Playbooks are muscle memory. They encode best practices discovered through iteration — the kind of tacit knowledge a seasoned practitioner carries but rarely writes down. Injected at runtime, they give the LLM enough tactical guidance to act confidently within the Blueprint's constraints, without being straitjacketed into a rigid procedure.

The layering is deliberate:

  • Blueprint guards the invariants: what must be true. Declarative, rigid, auditable.
  • Playbook suggests the strategies: what tends to work. Heuristic, soft, replaceable.
  • Code handles execution: what actually happens. Deterministic, testable, fast.

Each layer operates in its natural domain. The Blueprint does not try to be clever. The Playbook does not try to be rigid. The code does not try to be creative. The interactions between layers produce behavior that none could achieve alone — just like Jansen's linkages.

The Paved Road

The obvious counterargument: why not just let the LLM write code in a sandbox? Give it full access, let it compose the artifact programmatically. Maximum flexibility, zero structural overhead.

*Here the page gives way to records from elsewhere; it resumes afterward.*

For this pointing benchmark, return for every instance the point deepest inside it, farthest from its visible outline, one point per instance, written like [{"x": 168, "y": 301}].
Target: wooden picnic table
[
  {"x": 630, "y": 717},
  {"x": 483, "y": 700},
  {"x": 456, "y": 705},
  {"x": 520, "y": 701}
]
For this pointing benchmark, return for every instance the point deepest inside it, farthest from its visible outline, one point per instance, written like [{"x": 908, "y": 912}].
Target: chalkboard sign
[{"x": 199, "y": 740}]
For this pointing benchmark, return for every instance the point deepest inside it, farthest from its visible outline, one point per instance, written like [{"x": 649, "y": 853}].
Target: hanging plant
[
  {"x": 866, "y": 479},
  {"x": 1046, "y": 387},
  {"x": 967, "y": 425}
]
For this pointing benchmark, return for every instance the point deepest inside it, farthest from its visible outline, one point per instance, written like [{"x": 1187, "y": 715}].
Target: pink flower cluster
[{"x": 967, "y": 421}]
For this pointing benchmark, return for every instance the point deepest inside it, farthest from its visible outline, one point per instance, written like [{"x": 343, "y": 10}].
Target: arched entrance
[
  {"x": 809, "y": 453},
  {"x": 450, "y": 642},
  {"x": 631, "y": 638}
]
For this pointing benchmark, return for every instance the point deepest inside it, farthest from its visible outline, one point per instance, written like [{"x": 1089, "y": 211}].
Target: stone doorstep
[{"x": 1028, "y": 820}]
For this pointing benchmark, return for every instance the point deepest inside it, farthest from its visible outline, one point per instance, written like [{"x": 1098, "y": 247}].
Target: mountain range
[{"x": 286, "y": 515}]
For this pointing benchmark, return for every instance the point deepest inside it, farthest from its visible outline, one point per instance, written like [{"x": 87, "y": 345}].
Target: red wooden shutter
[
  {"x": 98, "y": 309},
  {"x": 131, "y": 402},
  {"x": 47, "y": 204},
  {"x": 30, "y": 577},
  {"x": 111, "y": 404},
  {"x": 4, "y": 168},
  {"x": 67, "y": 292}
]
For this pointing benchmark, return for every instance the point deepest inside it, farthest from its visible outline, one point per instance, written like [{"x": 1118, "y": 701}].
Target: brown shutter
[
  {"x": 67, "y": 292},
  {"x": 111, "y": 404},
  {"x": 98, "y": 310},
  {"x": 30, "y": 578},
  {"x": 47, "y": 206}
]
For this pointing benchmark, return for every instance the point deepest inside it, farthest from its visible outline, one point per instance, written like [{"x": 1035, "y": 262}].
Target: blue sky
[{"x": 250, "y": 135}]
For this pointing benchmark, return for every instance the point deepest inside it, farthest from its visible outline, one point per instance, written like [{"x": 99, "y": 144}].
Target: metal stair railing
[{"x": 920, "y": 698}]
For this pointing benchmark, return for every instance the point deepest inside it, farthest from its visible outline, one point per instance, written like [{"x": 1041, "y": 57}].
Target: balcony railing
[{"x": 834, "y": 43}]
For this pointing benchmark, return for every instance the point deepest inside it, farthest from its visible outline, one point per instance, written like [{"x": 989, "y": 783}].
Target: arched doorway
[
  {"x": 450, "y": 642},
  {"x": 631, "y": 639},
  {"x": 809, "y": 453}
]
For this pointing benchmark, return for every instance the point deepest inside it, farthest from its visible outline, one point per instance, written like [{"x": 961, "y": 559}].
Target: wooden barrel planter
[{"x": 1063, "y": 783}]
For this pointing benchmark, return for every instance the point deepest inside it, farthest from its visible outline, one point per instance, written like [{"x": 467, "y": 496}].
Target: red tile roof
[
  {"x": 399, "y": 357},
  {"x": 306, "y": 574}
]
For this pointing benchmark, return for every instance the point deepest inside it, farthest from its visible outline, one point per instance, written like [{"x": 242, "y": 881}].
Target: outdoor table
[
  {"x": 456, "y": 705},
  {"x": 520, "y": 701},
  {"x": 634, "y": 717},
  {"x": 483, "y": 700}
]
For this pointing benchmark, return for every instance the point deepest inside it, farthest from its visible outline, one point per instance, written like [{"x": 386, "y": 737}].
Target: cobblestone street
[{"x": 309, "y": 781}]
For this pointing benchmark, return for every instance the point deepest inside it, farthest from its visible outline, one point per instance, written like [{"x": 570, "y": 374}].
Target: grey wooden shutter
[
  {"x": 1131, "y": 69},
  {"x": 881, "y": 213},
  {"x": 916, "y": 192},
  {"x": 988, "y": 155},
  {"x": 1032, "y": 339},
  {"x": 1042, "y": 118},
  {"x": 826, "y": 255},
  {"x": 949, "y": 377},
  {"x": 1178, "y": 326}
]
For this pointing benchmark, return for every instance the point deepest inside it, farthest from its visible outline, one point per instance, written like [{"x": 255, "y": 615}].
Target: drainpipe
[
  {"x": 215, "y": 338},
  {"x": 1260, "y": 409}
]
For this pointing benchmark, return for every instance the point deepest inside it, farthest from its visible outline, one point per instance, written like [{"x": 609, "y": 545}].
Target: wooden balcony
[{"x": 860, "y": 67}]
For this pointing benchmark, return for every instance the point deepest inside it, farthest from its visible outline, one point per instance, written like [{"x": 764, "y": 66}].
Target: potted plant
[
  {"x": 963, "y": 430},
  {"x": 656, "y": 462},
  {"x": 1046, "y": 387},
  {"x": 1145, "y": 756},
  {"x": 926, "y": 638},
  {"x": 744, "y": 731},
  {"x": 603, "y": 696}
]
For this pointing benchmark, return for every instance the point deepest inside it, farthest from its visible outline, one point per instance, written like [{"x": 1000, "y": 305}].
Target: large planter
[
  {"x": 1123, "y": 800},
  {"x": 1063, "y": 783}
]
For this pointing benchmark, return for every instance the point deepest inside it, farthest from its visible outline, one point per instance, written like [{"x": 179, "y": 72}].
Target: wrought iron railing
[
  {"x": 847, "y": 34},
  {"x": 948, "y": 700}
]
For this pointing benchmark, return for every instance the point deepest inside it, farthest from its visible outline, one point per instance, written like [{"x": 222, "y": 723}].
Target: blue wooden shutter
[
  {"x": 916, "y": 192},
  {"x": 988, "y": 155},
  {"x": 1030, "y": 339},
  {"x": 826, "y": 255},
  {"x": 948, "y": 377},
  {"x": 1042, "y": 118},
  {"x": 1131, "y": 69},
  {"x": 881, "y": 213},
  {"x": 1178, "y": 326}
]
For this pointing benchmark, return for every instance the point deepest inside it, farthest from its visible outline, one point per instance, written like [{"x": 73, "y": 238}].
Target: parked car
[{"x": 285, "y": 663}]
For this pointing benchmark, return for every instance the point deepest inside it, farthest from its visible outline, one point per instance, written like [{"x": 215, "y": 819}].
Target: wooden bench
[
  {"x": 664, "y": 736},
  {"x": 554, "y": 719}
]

Because sandbox mode is jungle exploration. It works — sometimes spectacularly — but the cost per attempt is high, the failure modes are opaque, and debugging requires reading generated code that the model itself may not be able to explain on the next turn. When your output is perceptual — when a human will see it, hear it, feel it — "try it and see" is not a search strategy. It is a prayer.

Blueprint is a paved road. You sacrifice some off-road capability in exchange for predictable throughput, lower cost per iteration, and a map that tells you where you are at every point. The road does not prevent detours — we are building escape hatches for cases where the structure genuinely cannot express what the model needs. But the default path should be structured, because structure is what makes iteration cheap and debugging possible.

Blueprint is the skeleton, and the skeleton's job is to make the wind's energy productive rather than dissipative. Sandbox mode skips the skeleton. Sometimes the wind sculpts something beautiful on its own. Usually it just blows sand around.

The road has to come first. You can always build an off-ramp later. But if you start in the jungle, paving your way out is a lot harder than never having entered.

Engineering Serendipity

We do not use iron to cage flesh. We use iron to support it. A spine does not restrict movement — it makes movement possible. Without one, you are an invertebrate: flexible, sure, but confined to the ocean floor.

The phrase that captures our design philosophy is engineering serendipity. It sounds like a contradiction — engineering is deterministic, serendipity is not. That is exactly the point. We are not trying to eliminate randomness. We are building structures that make randomness land somewhere useful rather than somewhere catastrophic.

Blueprint gives the agent a skeleton. And with a skeleton, it can finally walk.